What does this mean

A scene renders at about 20FPS on my GT 430 using JOGL. But when I look at the milliseconds per frame I see this:

57,48,50,46,50,49,108,46,46,1,89,1,48,90,46,1,48,90,1,48,90

This is milliseconds between the times the display() method is called. How can a scene that renders on average at 50ms per frame sometimes get done in 1ms? It doesn’t matter how crazy I make the scene, I still get 1ms frames.

Does the renderer just repeat the last result if called too soon after a previous call? With a 1ms gap there would be no point in recalculating the screen.

Depends on how your game loop works.

Yeah this sounds like a flaw in your game loop code.

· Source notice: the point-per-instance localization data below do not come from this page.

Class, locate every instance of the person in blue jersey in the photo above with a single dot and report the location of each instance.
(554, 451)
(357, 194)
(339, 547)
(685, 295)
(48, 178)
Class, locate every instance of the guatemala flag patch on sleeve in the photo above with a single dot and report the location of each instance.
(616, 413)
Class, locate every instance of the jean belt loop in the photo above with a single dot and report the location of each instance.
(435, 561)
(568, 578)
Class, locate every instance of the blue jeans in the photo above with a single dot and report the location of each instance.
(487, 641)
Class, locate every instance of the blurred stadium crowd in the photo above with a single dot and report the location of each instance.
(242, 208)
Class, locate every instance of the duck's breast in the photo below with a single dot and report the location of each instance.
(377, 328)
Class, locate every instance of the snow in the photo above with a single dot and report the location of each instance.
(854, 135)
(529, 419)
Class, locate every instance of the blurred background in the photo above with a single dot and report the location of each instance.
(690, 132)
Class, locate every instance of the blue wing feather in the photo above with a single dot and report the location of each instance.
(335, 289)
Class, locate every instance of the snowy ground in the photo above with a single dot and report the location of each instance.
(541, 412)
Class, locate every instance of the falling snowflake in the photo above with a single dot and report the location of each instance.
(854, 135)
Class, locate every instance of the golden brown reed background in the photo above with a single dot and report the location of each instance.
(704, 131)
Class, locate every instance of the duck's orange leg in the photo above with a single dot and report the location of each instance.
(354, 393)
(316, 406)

With my code, a bug is always the most likely explanation, but I can’t see it in this case. Everything is happening inside the display() method, and the display method does the same display logic each frame. The only thing that changes is the camera position, which flies in a loop…

Please show us some source code. Maybe there is something obvious that we are missing. Do you use NEWT or something else? Which kind of animator do you use? Are you under Windows? Do you use the famous hack to force the use of the high precision timer (ra4king already posted it in this forum)? Do you use the latest autobuild of JOGL 2.0? What is the version number of your driver?

Edit.: Maybe use vertical synchronisation and/or FPSAnimator. If it is still too slow, you will need some kind of (frustum, portal, contribution, …) culling and spatial subdivisions.

Edit.2: It looks like you simply don’t use the high precision timer. If I were you, I would just solve this problem and enable vertical synchronisation.